Avoiding Market Traps
Traditional technical analysis has we know it has been suffering over the past decade. In leu of legions of human participants who over the past century have attempted to predict future pice action via a geometric perspective based on price inflection points (i.e. ranges, break-outs, trends, reversals, candle patterns, retracements, etc.) markets are now effectively dominated by institutional quant trading farms. What does that mean for any remaining participants with a pulse?
It basically boils down to two options: A) Become a quant trader or B) start using fuzzy logic. Meaning, think more like a human! Instinct paired with experience continues to allow a small cadre of human traders to produce a consistent edge year after year. However let me clear that this does not give one license to trade just on a whim.
The proper approach is still strictly systemic and thus based on carefully honed trading rules, but it’s become equally important to know when NOT to take an entry that is simply looking a bit too perfect.
ZB is a wonderful example of just that. I mentioned this beautiful advance to my subscribers on Tuesday, and if you will forgive me for quoting myself:
“The short term panel on the 30-year bond futures are starting to paint a nice orderly LV advance (low vol given that the swings are on the hourly panel – so in reference to the daily) and I’m waiting for the next shoe to drop which hopefully gets us near that NLSL near 160.”
On Tuesday evening it looked like I had been horribly wrong (it happens) but on Wednesday the ZB took a quick turn to the downside. It hasn’t dropped to 160 just yet but the current pullback still looks too immature to enter into any long positions.
The take away from all this: Over the past decade this market has slowly evolved into one giant algorithmic trap geared toward drawing hapless participants into losing trades. If that describes you then you are not alone. The hedge fund industry continues to face record redemptions with momentum long/short equity funds among the biggest losers.
The silver lining of all this is that thinking like a human poker player may allow you to recognize a chart that just looks too good to be true. And this is not just academic:
Over the past few years I have increasingly narrowed down my entry requirements to the point where I only take break-out entries when everything else is pointing in my direction. In addition I shy away from setups that look a bit too polished – which I hate to admit brings a measure of discretion into the game. Where to exactly draw the line I’m still trying to figure out.
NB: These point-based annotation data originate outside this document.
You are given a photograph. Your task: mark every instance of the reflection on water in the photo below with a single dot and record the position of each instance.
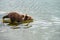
(46, 25)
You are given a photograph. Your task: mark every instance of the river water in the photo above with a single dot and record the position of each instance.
(46, 24)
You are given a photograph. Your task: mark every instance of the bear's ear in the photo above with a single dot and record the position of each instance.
(5, 16)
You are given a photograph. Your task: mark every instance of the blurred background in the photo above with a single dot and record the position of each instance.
(46, 15)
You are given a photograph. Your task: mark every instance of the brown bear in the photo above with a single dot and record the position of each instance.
(14, 16)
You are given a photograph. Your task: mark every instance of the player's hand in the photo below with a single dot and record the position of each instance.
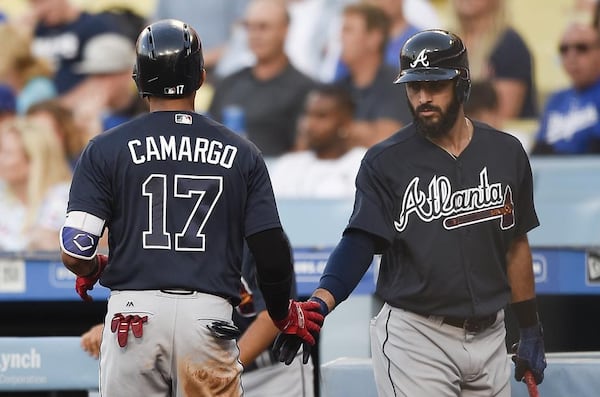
(530, 353)
(85, 284)
(303, 319)
(90, 341)
(286, 348)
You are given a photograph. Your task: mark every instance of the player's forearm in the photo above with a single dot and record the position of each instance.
(326, 297)
(346, 266)
(520, 270)
(274, 269)
(257, 338)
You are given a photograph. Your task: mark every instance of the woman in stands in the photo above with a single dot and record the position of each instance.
(34, 186)
(497, 52)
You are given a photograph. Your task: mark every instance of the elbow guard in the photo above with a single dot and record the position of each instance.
(80, 235)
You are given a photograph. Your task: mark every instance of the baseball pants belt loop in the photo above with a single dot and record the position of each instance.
(471, 324)
(176, 291)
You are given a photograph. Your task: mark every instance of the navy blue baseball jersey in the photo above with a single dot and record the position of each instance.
(179, 192)
(424, 203)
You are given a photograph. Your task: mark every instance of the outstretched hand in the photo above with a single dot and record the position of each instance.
(301, 327)
(530, 354)
(83, 284)
(286, 347)
(303, 319)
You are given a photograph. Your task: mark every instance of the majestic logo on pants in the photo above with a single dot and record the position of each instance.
(461, 208)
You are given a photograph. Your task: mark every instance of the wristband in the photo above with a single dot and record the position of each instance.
(324, 308)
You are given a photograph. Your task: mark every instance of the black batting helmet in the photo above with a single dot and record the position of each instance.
(169, 61)
(433, 55)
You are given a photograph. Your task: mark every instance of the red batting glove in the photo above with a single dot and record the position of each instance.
(83, 284)
(304, 319)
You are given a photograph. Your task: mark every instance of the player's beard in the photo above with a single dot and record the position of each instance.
(433, 129)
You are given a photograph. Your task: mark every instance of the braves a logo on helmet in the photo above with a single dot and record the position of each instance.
(421, 58)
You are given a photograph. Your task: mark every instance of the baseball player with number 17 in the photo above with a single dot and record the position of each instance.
(178, 194)
(448, 203)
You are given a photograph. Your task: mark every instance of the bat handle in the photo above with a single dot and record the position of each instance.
(531, 385)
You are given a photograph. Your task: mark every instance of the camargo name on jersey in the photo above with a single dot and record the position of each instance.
(185, 148)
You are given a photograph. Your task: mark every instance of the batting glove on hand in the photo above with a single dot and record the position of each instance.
(530, 354)
(83, 284)
(286, 348)
(288, 343)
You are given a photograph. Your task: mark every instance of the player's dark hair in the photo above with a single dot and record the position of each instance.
(341, 95)
(483, 96)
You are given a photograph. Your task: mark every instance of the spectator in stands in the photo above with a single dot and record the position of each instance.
(270, 93)
(380, 109)
(482, 104)
(29, 76)
(400, 30)
(58, 118)
(108, 96)
(8, 103)
(328, 167)
(570, 123)
(497, 52)
(61, 32)
(34, 187)
(214, 21)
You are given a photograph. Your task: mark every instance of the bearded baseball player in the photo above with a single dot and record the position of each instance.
(448, 203)
(178, 194)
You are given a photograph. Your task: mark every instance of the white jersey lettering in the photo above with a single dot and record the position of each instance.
(440, 200)
(193, 150)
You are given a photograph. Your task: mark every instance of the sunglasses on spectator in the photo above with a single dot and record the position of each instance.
(580, 48)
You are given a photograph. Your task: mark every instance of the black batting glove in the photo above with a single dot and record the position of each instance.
(530, 354)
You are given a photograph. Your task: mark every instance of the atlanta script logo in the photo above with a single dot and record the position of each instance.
(461, 208)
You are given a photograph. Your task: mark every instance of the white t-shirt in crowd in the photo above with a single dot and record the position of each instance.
(303, 175)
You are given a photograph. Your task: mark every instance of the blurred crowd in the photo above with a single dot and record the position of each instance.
(308, 81)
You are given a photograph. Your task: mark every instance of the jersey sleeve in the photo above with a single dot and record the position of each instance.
(91, 187)
(261, 210)
(373, 205)
(525, 215)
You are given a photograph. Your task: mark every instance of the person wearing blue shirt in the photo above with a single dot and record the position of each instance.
(570, 123)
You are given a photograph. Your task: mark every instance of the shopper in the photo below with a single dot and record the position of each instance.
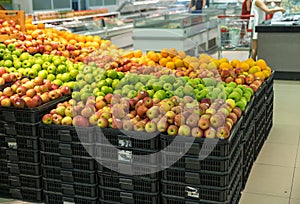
(196, 6)
(246, 8)
(259, 10)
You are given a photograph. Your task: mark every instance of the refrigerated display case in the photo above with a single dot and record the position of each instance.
(184, 31)
(279, 42)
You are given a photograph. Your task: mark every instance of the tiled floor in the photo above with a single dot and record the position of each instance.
(275, 176)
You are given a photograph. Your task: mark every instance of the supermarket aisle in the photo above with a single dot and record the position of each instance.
(275, 176)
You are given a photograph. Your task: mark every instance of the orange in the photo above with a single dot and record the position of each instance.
(244, 66)
(89, 38)
(170, 65)
(137, 53)
(163, 62)
(260, 75)
(254, 69)
(261, 63)
(225, 65)
(178, 63)
(235, 62)
(250, 61)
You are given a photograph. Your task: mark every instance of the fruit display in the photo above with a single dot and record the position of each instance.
(31, 93)
(8, 27)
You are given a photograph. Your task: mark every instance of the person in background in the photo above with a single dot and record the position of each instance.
(246, 8)
(199, 5)
(259, 10)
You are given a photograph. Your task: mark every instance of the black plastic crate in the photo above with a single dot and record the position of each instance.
(208, 179)
(29, 115)
(185, 192)
(223, 147)
(71, 176)
(248, 143)
(26, 194)
(25, 181)
(260, 131)
(33, 169)
(119, 196)
(68, 133)
(128, 139)
(4, 178)
(67, 148)
(23, 155)
(2, 128)
(168, 199)
(133, 156)
(70, 189)
(3, 166)
(259, 99)
(3, 155)
(58, 198)
(22, 129)
(114, 167)
(4, 191)
(129, 183)
(208, 164)
(21, 142)
(81, 163)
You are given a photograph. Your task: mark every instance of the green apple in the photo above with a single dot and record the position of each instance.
(66, 77)
(51, 77)
(61, 69)
(112, 74)
(43, 74)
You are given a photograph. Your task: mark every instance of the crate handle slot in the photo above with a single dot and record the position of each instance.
(65, 149)
(66, 162)
(14, 181)
(67, 176)
(16, 193)
(10, 129)
(192, 163)
(127, 198)
(65, 135)
(8, 116)
(194, 147)
(68, 189)
(13, 168)
(193, 178)
(126, 184)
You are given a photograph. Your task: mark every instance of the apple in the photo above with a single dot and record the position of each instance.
(56, 119)
(210, 133)
(81, 121)
(184, 130)
(5, 102)
(47, 119)
(222, 132)
(150, 127)
(102, 122)
(67, 120)
(172, 130)
(217, 120)
(204, 123)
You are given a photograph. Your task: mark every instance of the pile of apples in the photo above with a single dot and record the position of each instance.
(6, 77)
(9, 27)
(31, 93)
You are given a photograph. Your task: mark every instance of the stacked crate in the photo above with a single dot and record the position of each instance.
(248, 128)
(123, 176)
(69, 172)
(259, 119)
(269, 98)
(20, 151)
(214, 179)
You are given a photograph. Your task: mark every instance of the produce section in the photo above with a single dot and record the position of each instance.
(83, 121)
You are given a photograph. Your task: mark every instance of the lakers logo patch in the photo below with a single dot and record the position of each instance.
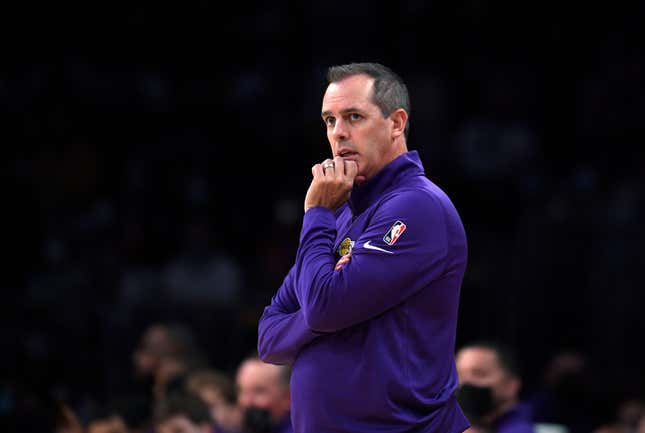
(345, 246)
(394, 233)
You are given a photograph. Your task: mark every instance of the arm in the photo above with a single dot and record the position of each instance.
(374, 280)
(282, 331)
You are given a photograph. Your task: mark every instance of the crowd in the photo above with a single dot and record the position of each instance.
(174, 388)
(127, 208)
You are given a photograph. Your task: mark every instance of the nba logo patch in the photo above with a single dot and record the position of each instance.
(394, 233)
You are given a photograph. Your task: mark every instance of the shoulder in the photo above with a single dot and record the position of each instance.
(419, 199)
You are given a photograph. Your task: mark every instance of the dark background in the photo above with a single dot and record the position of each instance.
(137, 135)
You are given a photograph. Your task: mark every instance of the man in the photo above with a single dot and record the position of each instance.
(368, 313)
(217, 390)
(489, 370)
(263, 394)
(182, 413)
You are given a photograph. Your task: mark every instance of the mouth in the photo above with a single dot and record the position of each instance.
(346, 154)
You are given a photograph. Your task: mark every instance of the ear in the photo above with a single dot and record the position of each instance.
(399, 118)
(513, 387)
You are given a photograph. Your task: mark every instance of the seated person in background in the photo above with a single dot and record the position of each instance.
(106, 421)
(182, 413)
(264, 396)
(489, 389)
(217, 390)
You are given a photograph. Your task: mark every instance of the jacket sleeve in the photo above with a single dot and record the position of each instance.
(282, 330)
(379, 275)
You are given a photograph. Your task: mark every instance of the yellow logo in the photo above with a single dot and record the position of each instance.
(345, 246)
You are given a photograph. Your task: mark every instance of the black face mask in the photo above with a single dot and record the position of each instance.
(257, 420)
(475, 401)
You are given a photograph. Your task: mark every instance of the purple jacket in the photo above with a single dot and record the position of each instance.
(372, 345)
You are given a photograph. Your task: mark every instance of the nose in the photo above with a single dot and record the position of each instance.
(340, 131)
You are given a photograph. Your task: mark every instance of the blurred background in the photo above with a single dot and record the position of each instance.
(156, 157)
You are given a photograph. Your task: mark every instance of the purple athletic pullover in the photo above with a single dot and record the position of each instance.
(372, 345)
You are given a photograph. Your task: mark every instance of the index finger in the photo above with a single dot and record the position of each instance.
(351, 169)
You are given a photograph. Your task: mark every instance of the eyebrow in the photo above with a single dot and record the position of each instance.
(345, 111)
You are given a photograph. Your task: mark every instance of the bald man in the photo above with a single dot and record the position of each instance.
(264, 396)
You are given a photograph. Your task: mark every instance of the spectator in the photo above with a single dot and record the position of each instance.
(489, 389)
(182, 413)
(106, 421)
(566, 396)
(264, 396)
(218, 391)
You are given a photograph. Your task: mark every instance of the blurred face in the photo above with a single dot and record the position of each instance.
(153, 343)
(181, 424)
(259, 386)
(356, 128)
(480, 367)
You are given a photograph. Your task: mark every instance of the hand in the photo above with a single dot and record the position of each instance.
(331, 186)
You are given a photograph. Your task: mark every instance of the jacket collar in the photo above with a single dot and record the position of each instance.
(403, 166)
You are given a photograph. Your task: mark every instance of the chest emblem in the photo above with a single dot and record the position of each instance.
(394, 233)
(345, 246)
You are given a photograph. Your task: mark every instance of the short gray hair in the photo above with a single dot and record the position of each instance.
(389, 91)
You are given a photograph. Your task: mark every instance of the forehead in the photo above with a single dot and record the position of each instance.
(255, 373)
(477, 357)
(354, 91)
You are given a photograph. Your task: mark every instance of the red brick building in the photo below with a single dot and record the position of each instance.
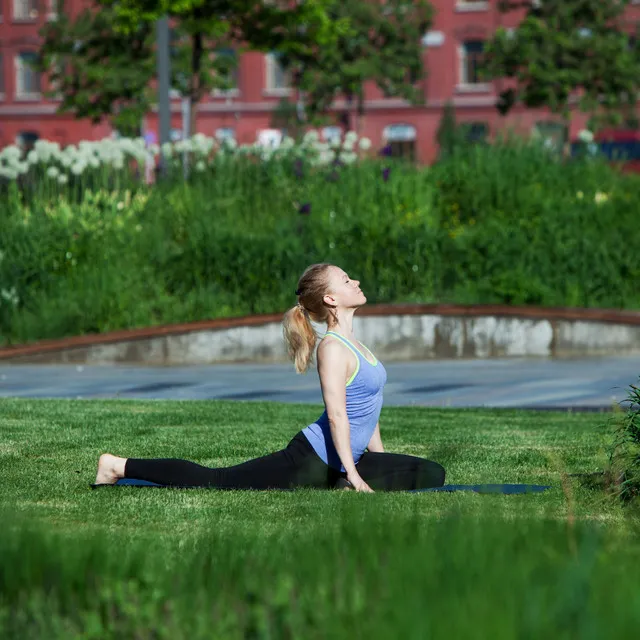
(450, 50)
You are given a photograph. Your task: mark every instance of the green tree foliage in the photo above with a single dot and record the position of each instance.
(383, 44)
(98, 72)
(567, 48)
(103, 61)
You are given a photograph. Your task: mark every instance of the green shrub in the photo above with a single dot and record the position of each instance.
(507, 223)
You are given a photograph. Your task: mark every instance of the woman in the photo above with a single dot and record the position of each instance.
(330, 453)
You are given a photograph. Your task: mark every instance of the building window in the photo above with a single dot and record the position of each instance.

On the other having the odds in my favor means for example correlations on several time frames and perhaps vertical correlations as well, e.g. the Dollar threatening to break out before taking a short in the AUD or EUR.
Of course despite best efforts you often are forced to take a hit. After a long wait gold looked like it was finally ready to start burning the shorts but then ended up stopping me out at break/even this morning. Nobody – even the mighty market mole – gets a pass 😉
Speaking of King Dollar and a possible break out. It’s actually looking we may just get that very scenario which has me pleased as punch. I am still dreaming of seeing the EUR at par one happy day but Christmas is approaching rapidly now and I may have to wait yet another year.